Un débat houleux à l'Assemblée nationale sur la prévention du terrorisme
L'Assemblée nationale a connu ce mercredi des débats particulièrement animés autour d'une proposition de loi controversée portant sur la création d'une « injonction d'examen psychiatrique » à l'initiative des préfets. Ce dispositif, destiné à prévenir des actes terroristes, permettrait aux autorités préfectorales de contraindre certaines personnes à se soumettre à une évaluation psychiatrique approfondie.
Les critères d'application du dispositif
Les individus concernés par cette mesure devront simultanément remplir deux conditions précises :
- Adhérer « à des théories incitant ou faisant l'apologie d'actes de terrorisme »
- Avoir manifesté des « agissements susceptibles d'être en tout ou partie liés à des troubles mentaux »
Sur la base du certificat médical établi après cet examen, le préfet se verra ensuite habilité à prononcer une hospitalisation sous contrainte, si la situation le justifie.
Une opposition ferme de la gauche
La proposition de loi, portée par le député Renaissance Charles Rodwell et soutenue activement par le gouvernement, continue d'être examinée en première lecture cette semaine. Un vote solennel sur l'ensemble du texte est programmé pour le 5 mai prochain.
Lors de l'examen de l'article premier - adopté par 79 voix contre 51 avec le soutien du centre, de la droite et de l'extrême droite - la gauche a vivement dénoncé ce qu'elle qualifie d'« amalgame scandaleux » entre radicalisation et maladie mentale.
« C'est extrêmement grave de faire peser la responsabilité de la prévention d'un passage à l'acte terroriste sur le dos des soignants », a déclaré avec force la députée socialiste Céline Hervieu. Elle a insisté sur le fait qu'« il n'existe aucun lien direct établi scientifiquement entre le fanatisme et la maladie mentale ».
L'insoumis Ugo Bernalicis a pour sa part lancé une critique acerbe : « Le ministre cherche manifestement des prétextes pour enfermer des gens qu'il souhaite de toute façon enfermer. Cette fois, c'est la psychiatrie qui est instrumentalisée à cette fin ».
Les modalités de contrainte et les justifications gouvernementales
Le rapporteur Charles Rodwell a tenu à préciser que son texte prévoit qu'en cas de refus de la personne concernée de se soumettre à l'examen psychiatrique, c'est à un juge qu'il reviendra d'autoriser ou non cette procédure exceptionnelle. Le magistrat pourra également autoriser les forces de l'ordre à se rendre au domicile de l'individu pour le présenter à un psychiatre désigné.
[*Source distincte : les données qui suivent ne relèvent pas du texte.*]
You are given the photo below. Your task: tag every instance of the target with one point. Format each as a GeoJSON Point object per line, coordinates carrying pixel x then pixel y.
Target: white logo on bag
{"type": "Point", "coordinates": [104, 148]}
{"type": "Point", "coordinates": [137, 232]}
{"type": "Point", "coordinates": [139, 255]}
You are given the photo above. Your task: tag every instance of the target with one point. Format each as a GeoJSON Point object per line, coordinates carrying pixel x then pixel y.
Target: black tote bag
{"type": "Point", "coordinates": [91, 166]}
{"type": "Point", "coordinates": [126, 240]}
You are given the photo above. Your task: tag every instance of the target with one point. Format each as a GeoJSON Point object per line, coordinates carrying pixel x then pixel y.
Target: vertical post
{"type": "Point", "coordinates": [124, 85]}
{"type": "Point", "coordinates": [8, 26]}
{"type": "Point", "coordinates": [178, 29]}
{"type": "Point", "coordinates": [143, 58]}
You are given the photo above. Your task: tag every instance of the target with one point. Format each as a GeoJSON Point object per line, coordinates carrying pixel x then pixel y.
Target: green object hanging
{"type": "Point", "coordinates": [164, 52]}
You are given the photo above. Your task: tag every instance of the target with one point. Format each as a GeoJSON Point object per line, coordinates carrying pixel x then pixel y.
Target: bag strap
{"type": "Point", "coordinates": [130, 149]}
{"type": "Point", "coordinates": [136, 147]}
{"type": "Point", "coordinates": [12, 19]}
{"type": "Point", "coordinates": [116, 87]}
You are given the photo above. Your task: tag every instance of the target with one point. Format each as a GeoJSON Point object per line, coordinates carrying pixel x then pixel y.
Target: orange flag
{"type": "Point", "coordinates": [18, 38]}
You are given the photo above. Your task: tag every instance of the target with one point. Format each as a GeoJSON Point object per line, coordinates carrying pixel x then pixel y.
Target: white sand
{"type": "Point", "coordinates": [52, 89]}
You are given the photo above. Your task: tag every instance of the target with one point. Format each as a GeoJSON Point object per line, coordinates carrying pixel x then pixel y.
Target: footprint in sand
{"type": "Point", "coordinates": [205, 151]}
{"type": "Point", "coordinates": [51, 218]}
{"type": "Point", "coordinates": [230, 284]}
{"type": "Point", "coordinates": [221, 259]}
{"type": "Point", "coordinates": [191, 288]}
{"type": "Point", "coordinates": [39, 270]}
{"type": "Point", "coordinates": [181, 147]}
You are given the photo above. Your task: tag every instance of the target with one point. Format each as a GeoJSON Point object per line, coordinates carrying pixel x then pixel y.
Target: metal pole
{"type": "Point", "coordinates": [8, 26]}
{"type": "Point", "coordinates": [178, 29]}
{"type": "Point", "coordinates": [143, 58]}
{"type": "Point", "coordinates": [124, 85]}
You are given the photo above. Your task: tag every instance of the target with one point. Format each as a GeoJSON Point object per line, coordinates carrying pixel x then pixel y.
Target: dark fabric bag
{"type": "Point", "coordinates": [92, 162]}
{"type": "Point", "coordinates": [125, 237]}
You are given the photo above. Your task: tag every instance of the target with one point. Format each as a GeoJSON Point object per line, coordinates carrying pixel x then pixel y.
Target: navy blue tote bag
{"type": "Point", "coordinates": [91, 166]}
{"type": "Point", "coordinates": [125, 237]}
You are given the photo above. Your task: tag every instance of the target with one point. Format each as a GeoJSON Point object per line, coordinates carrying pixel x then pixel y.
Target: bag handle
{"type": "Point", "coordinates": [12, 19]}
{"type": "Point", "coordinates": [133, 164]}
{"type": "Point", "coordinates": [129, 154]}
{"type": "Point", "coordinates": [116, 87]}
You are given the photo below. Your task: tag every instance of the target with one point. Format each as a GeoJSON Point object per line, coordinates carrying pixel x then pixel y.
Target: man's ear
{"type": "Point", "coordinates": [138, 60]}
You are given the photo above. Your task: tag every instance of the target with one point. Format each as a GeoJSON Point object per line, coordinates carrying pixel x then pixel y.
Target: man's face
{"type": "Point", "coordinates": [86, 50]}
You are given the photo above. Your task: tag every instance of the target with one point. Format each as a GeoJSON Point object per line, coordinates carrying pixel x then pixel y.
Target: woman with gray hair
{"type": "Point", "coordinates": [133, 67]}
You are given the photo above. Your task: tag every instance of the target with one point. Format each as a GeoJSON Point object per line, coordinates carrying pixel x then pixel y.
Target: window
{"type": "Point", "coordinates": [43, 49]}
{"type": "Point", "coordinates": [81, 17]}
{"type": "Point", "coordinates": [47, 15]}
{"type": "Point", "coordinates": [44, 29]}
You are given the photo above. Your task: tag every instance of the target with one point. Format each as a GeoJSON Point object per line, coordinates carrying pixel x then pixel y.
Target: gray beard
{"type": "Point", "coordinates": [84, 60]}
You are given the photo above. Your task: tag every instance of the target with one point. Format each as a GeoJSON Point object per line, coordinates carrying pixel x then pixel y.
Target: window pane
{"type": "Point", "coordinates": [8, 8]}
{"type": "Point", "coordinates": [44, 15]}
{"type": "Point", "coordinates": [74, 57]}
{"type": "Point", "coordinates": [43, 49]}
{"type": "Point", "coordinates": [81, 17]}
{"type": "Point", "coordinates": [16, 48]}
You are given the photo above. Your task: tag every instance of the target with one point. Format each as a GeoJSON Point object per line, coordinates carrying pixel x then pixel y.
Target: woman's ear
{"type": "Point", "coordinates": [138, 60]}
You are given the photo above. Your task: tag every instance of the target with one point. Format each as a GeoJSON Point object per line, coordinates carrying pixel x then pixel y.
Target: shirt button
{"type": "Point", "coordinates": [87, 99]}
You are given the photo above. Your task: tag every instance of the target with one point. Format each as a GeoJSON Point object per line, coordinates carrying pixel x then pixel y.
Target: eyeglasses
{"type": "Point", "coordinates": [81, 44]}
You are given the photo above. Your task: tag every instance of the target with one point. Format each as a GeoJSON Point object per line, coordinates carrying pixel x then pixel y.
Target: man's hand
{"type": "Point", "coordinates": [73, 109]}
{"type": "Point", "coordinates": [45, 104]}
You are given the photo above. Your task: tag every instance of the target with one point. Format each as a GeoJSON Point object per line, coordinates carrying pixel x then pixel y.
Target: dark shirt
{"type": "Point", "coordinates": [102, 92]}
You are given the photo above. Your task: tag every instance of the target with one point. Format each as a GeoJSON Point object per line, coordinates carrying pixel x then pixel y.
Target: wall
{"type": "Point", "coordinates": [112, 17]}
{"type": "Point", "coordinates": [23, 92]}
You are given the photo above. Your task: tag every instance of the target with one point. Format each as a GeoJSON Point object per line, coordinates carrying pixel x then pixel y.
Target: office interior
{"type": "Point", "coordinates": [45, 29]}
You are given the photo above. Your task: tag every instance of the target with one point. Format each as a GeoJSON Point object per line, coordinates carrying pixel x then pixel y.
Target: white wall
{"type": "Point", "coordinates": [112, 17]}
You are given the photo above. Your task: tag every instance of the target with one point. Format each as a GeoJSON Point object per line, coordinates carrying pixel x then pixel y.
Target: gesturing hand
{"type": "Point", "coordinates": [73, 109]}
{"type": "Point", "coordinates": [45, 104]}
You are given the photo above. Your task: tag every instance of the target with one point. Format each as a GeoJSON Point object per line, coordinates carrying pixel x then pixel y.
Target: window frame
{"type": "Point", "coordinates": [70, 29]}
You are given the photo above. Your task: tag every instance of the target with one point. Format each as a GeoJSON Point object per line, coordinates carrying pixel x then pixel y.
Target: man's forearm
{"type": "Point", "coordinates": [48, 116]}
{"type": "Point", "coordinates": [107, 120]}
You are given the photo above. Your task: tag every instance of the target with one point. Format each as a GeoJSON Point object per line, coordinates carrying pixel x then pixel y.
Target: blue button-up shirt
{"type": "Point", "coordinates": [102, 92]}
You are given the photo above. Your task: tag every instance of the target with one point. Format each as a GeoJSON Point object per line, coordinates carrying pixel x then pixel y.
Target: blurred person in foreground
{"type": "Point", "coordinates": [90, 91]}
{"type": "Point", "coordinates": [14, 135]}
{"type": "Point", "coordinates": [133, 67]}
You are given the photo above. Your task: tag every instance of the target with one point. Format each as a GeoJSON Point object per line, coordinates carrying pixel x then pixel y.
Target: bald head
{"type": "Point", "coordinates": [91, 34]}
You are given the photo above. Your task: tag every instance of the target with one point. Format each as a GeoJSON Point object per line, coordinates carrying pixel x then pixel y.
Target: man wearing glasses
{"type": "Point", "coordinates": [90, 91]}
Le ministre de l'Intérieur Laurent Nuñez a vigoureusement défendu cette mesure, affirmant qu'elle permettrait aux services de renseignement « de distinguer clairement ce qui relève de la radicalisation idéologique et ce qui relève de troubles psychiatriques authentiques, afin d'assurer un suivi beaucoup plus adapté et efficace ».
Il a également souligné que la procédure d'hospitalisation sous contrainte existe déjà dans le droit commun français. Cette mesure peut déjà être prononcée par le préfet pour des personnes dont les troubles mentaux « compromettent la sûreté des personnes ou portent atteinte, de façon grave, à l'ordre public ».
Un calendrier parlementaire tendu
La séance parlementaire avait été suspendue à plusieurs reprises mardi lors de l'examen de cet article, à la demande insistante des groupes de gauche. Les insoumis ont par ailleurs déposé de nombreux sous-amendements, une stratégie visiblement destinée à ralentir les débats sur ce texte controversé.
Cette obstruction pourrait créer des difficultés de calendrier en fin de semaine, risquant de compromettre l'examen complet d'une autre proposition de loi portant sur la lutte contre l'antisémitisme, texte qui rencontre également une forte opposition de la part des députés de gauche.